Uncle Buck and his reserve status were leveraged to the hilt by "The Hero" and now his successor is trying to gently talk the Fed out of its policy stance over time. In other words, tightening is going to come one way or another and Janet Yellen is trying to go the orderly route. When this process becomes disorderly, the USD is likely to benefit from the liquidations elsewhere in the asset world.
Technically, USD is in a long basing pattern. There are those who think it is basing before a renewed decline, reading a Symmetrical Triangle (continuation) pattern into poor old Unc. I think the odds are it is bottoming over the post-2008 years when inflation - try as they might to have promoted it - simply has not taken root. Leaning bullish, watch support and resistance.
Long ago we projected a rally in Uncle Buck's chief competitor, the Euro. This was due to a bottoming pattern (formed on shorter term charts) and unsustainable negative hype about the Euro crisis. The target was around 140 +/-, which is the top of the post-2008 downtrend channel. Euro remains in a big picture downtrend and if global asset markets start to come unwound in the coming months, it is not Euros people are going to run to, I can tell you that. Bearish below the upper trend line.
Canada... oh Canada. For many months NFTRH has been noting the thick cap of resistance on the Canada dollar. For the last few it has been rising to test this resistance. On the big picture, the state of CDW (a 'commodity currency') is a bearish omen for commodities as long as it remains below resistance. There is a ton of hot air between the current level and any notable support. Inflationists better hope CDW negates resistance. Bearish.

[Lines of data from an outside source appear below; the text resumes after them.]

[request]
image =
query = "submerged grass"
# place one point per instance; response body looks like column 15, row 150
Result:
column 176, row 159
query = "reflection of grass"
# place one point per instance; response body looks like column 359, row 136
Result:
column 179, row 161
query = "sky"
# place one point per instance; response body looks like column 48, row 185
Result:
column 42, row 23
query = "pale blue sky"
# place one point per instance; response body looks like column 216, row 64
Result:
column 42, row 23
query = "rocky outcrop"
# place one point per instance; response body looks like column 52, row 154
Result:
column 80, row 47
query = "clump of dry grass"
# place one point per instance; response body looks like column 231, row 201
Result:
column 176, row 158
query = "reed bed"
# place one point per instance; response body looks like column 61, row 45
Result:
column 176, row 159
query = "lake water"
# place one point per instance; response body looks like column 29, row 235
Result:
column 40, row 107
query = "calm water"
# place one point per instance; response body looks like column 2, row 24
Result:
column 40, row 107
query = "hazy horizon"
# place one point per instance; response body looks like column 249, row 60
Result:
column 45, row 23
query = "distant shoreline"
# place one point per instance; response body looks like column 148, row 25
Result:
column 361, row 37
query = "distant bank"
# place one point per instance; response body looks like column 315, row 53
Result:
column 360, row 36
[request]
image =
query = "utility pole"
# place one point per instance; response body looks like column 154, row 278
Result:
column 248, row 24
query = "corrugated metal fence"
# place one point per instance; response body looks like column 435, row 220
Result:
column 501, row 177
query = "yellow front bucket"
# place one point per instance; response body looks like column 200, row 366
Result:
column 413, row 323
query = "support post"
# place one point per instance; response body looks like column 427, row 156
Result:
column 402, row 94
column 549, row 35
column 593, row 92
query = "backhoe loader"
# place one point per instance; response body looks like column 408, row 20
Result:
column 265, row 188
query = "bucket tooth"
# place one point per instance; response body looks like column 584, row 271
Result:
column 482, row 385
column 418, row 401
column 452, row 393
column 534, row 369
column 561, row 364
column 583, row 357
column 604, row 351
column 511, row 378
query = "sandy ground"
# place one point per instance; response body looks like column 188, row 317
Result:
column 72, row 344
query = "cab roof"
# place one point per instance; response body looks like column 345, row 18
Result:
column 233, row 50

Fellow commodity currency the Aussie is also bearish as it dwells below a thick cap of resistance. As with Canada, get above resistance and we'll change our tune. But not until.

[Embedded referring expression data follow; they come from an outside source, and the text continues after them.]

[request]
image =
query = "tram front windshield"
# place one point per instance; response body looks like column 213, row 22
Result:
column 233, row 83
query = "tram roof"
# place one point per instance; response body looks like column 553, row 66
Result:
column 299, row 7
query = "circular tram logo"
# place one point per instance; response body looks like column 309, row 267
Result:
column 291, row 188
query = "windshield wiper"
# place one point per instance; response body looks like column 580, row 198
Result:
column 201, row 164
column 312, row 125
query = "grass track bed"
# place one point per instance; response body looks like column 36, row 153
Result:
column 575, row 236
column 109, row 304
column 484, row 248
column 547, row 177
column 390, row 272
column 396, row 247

The Swiss Franc seems to benefit in the run ups to global monetary crises owing to Switzerland's reputation as a sound money haven and sound economy. I am not sure if that reputation is as well founded as it once was, but the Swissy continues in a long-term uptrend channel (with a channel buster up in the Euro crisis). Going strictly by the chart, the XSF seems to be the best long-term bet of all the major currencies over the span of what we call the 'Age of Inflation onDemand' © (i.e. post-2000).
But wait, there is another sound currency in circulation and it is called the Indian Rupee. This may not be considered a major currency, but it denominates a large emerging economy and most importantly, it is stewarded by a Central Banker (Raghuram Rajan) with the rarest of things, integrity. Lately Rajan has been open to easing his firm grip in the fight against inflation and he has been working with Modi. The result has been an India with a launching stock market and a still firm currency, which looks by the way, like a buy right here.
Last but never least in 'confidence paper' sweepstakes, the Japanese Yen. The chart says what it needs to say regarding resistance and support. If global liquidity becomes constrained we'd look for Yen to rise to some degree along with the USD (both being anti-markets to varying degrees, with the rest of the asset world on the other side of the trade). If a continued asset market party is to be the play, expect the Yen to tank to support. Yen is neutral at the current level.
Finally, the worst currency of them all... gold. Why this heavy metallic relic has proven useless to all those people who flooded into the supposed safe haven in refuge from the Euro crisis (a global knee jerk into gold). Various developed nations have been able to leverage their currencies to economic or at least stock market gains, after all. What has gold done? Why, it has just sat there retaining value and not only paying out nothing, but erasing the principle of the Knee Jerks and other assorted casino patrons who thought it was as easy as 'run to gold, be safe'.
It doesn't work that way. When you are holding value (in this case monetary value) you are holding something that will lose assigned value when confidence in official policy making is high (it has been since 2012) and it will gain value when the angry mobs come after the policy hacks after the magic wears off (it will).
Lecture aside, gold is trying to bottom here. The disasters that are the Middle East and Ukraine are not helping gold's case, don't fall for it. Just as the 2011 'Knee Jerks' hurt gold's investment sponsorship greatly on a large scale, the small scale panics can be damaging on a short-term basis.
But if that is a bottoming pattern, we are on a count down to a time when the most boring currency of them all starts to slowly gain respect in the eyes of rational value seekers.